Efisiensi Jadi Kunci
Di tengah kondisi ini, Ayub menilai efisiensi penggunaan agroinput adalah pilihan yang tak bisa ditawar. Petani perlu lebih rasional dalam menentukan pola tanam dan pemakaian pupuk serta pestisida.
Menurutnya, penggunaan pupuk yang berlebihan belum tentu mendongkrak hasil panen. Jika tidak sesuai kebutuhan, justru yang terjadi adalah pemborosan.
"Pakai pupuk secukupnya. Pestisida juga harus tepat waktu dan tepat dosis. Kalau dipakai terus-menerus tanpa perhitungan, itu jadi pemborosan," ujarnya.
Ayub juga menyarankan petani tidak hanya ikut-ikutan menanam komoditas yang harganya sedang tinggi. Pemilihan komoditas perlu disesuaikan dengan kondisi lahan dan perhitungan biaya.
Ancaman El Nino Tambah Tantangan
Dewan Pakar Agroinput sekaligus Dewan Pembina Alishter, Midzon Johannis, menambahkan tantangan sektor pertanian kini bersifat multidimensi. Konflik di Timur Tengah memicu kenaikan harga minyak dunia, sementara potensi El Nino mengancam produksi pangan nasional.
Dua faktor ini membuat petani harus lebih hati-hati menghitung biaya dan keuntungan. Salah menentukan pola tanam dan penggunaan sarana produksi bisa membuat usaha tani tidak menguntungkan.
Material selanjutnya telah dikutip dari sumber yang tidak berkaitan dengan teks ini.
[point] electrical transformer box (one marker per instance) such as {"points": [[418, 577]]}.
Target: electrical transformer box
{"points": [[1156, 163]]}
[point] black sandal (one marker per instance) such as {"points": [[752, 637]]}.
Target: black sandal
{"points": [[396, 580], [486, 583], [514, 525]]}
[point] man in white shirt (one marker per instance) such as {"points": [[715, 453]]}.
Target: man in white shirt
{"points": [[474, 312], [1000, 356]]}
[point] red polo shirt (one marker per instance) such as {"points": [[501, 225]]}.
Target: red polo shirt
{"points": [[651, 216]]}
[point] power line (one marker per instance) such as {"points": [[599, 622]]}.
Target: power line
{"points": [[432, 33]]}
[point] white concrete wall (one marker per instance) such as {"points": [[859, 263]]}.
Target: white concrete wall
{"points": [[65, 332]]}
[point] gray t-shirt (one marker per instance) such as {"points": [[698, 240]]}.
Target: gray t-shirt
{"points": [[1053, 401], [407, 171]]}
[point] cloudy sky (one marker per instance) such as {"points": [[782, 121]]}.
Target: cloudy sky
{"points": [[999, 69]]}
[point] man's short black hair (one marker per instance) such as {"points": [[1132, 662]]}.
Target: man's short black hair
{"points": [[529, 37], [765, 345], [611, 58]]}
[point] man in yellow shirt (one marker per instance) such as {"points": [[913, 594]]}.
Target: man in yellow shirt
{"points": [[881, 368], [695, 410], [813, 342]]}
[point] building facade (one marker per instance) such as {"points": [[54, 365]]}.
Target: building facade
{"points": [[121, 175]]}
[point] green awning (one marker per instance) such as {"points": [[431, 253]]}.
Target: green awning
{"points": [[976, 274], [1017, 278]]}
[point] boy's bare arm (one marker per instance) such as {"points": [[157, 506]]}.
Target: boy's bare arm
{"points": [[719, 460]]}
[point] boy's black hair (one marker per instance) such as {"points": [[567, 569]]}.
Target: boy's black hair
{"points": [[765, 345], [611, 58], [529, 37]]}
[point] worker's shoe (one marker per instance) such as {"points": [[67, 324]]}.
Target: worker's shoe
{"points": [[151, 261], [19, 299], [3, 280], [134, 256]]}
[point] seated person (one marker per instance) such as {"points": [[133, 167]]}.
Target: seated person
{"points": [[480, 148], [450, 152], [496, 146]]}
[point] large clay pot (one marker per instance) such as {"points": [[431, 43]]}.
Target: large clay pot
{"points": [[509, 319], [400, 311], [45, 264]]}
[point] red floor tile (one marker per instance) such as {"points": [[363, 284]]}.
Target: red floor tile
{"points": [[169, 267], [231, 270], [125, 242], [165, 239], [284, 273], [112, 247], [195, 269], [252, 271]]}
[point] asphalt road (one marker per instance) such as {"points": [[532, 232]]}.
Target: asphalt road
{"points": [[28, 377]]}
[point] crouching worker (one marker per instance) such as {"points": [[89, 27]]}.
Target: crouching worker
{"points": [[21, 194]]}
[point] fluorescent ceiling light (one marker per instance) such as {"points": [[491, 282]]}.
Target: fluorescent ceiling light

Dengan kondisi seperti ini, pengelolaan usaha tani yang efisien dan berbasis data menjadi kunci agar petani tetap bisa bertahan dan untung di tengah ketidakpastian.
- Gejolak Geopolitik
- ketahanan pangan
- Edukasi Petani
Redaktur: Muchamad Ismail
Penulis: Erik, Fredrikus Wolgabrink Sabini
Berita Terkait:
-
Efisiensi Jadi Kunci, Bos PHE Buka-bukaan Strategi Investasi Migas di Tengah Geopolitik Panas
-
Liga Inggris: Arsenal Tersandung, Liverpool Jaga Asa Lolos ke Liga Champions
-
Industri Petrokimia Alami Tekanan, Inaplas Dorong Diversifikasi Bahan Baku untuk Kemandirian
-
Belajar dari Industrialisasi Pertahanan Iran: Model Kemandirian Terpaksa
-
Komentar Pelatih Persija Usai Ditahan Imbang Dewa United, Soroti Rumput Stadion JIS dan Kesalahan Fatal Pemain
-
Periode Pascalebaran, PELNI Berikan Diskon Tarif 20% untuk Muatan Kontainer
-
Hotel Ciputra Jakarta Resmi Menerima Sertifikasi Chinese Friendly Hotel dari Ctrip
PT. Berita Nusantara
© Copyright 2017 - 2026 Koran Jakarta ®
All rights reserved.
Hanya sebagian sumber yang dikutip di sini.